2. Addressing Data Biases and Generalization: For now, the data only includes diseases and symptoms, however as it is integrated into real-life systems, there would be confidential patient data such as age, gender, etc. being integrated and there would be certain ethical considerations to be considered. These considerations in healthcare AI necessitate addressing potential biases in data and decision-making. Future research should focus on developing techniques to mitigate biases and ensure fairness in disease classification and triage management.
3. Explainability and Interpretability: Although the neurosymbolic AI model provides certain explanations to the user about the symptoms and the diseases, further research can be conducted to enhance the explainability and interpretability of its predictions.

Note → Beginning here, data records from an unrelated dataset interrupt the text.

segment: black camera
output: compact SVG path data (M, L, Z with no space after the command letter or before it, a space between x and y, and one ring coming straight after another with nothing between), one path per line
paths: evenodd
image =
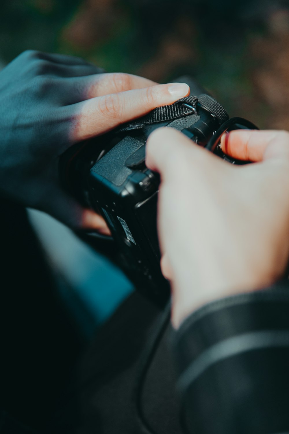
M148 136L166 126L181 131L232 164L244 163L222 152L222 134L238 128L257 129L242 118L229 119L210 95L191 96L72 147L63 156L60 167L66 188L104 218L114 240L113 250L118 252L119 264L129 278L161 305L167 300L169 286L159 265L156 210L160 180L146 167L145 158ZM88 236L97 248L97 240L101 237Z

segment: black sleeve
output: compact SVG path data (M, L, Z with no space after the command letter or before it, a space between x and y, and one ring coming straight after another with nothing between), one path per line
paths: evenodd
M289 284L222 299L174 336L185 432L289 433Z

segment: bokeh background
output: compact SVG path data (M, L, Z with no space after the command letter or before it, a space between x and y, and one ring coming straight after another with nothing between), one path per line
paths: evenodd
M0 10L2 67L32 49L160 82L189 75L231 116L289 129L289 1L1 0ZM60 224L30 215L60 293L90 335L131 284Z
M289 128L289 2L2 0L0 59L80 56L160 82L189 74L231 115Z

This includes developing methods to generate more detailed and context-specific explanations, as well as designing user-friendly interfaces that effectively communicate the model’s reasoning to healthcare professionals and patients.

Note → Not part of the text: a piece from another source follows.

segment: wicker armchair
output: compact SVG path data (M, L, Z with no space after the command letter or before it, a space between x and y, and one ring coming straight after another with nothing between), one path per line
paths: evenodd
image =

4. Clinical Validation and Real-World Deployment: Conducting extensive clinical validation studies and evaluating the performance of the neurosymbolic AI model in real-world healthcare settings is crucial. Future research should focus on conducting rigorous evaluations to assess the model’s efficacy, reliability, and impact on healthcare outcomes. This includes validating its performance against existing clinical guidelines and benchmarking it against other established diagnostic methods.
5. Collaboration and Data Sharing: Collaboration among researchers, healthcare professionals, and institutions is essential for the further refinement and expansion of the neurosymbolic AI model. Future research should emphasize data-sharing initiatives, fostering collaborations to access larger and more diverse datasets. This can facilitate the development of more robust and generalizable models while addressing privacy and security concerns through appropriate data governance frameworks.

By exploring these future research directions, we can continue to advance the neurosymbolic AI model, refine its capabilities, and maximize its potential for improving triage management and disease classification in healthcare.